Exercise and Migraine
Exercise is often recommended in the treatment and prevention of migraine. In 2008 evidence already acknowledged the preventive effect of exercise on migraine. However, findings were not generalizable due to differences in migraine diagnosis, variation in outcome measures and underpowered study analyses. In 2019 a systematic review with meta-analysis was able to conclude that there was moderate quality evidence for exercise to cause a small reduction of migraine days (a mean decrease of 0.6 ± 0.3 migraine days per month) and to cause a reduction in pain intensity with 20-54%.
But what are the mechanisms thought to underlie the effects of exercise and what type of exercise should be used? This blog article summarizes findings from the narrative review of Barber et al. (2020).
In 2008 evidence already acknowledged the preventive effect of exercise on migraine.
What are the underlying mechanisms of exercise?
Proposed mechanisms by which exercise may prevent migraine can be divided into biological and psychological mechanisms. Under the biological mechanisms, several pathways are proposed. A neuroinflammatory model is described in a review from Irby et al. (2016). As migraine is characterized by increased levels of inflammatory markers (CRP), cytokines (such as CGRP, substance P) and adipocytokines (such as TNF-a, IL-6), they postulate that since it is well known that exercise exerts a suppressive effect on inflammatory substances, this may influence migraine as well.
A neurovascular pathway may also play a role as migraine is associated with vascular abnormalities such as endothelial dysfunction, impaired cerebral and peripheral vascular function and increased risk for hypercoagulability and inflammation.
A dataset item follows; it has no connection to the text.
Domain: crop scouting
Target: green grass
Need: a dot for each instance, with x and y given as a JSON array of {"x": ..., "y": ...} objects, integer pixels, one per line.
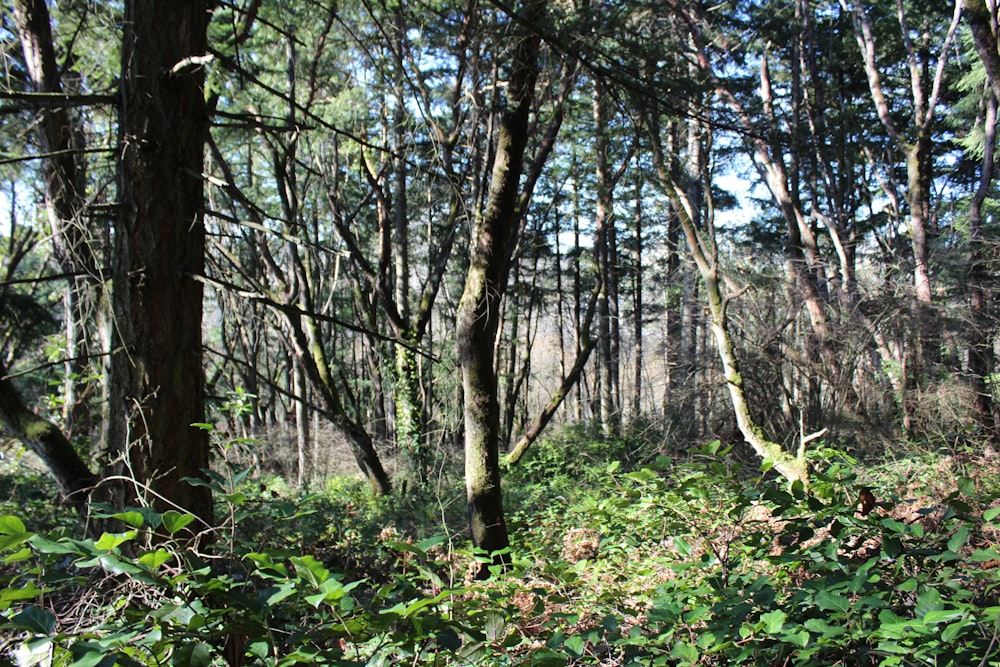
[{"x": 615, "y": 562}]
The authors refer to a trial where higher-intensity exercise led to significant retinal arteriolar dilatation (as a measure of cerebral blood flow) and a reduction in migraine days. Another possible explanation may lie in the improvement of pain thresholds through the mediation of stress hormones and the production of neuromodulators like endorphins.
Some psychological mechanisms thought to underlie the perceived benefit of exercise have been studied as well. Interestingly, a 2017 study found that next to the reduction of anxiety symptoms with exercise, a reduction in a proinflammatory cytokine IL-12p70 was also seen. It seems that anxiety is correlated to this inflammatory cytokine and that in this way, exercise may exert both a biological and psychological effect on migraine. Exercise may also help in improving psychosocial factors such as self-efficacy, locus of control, expectations and perceptions.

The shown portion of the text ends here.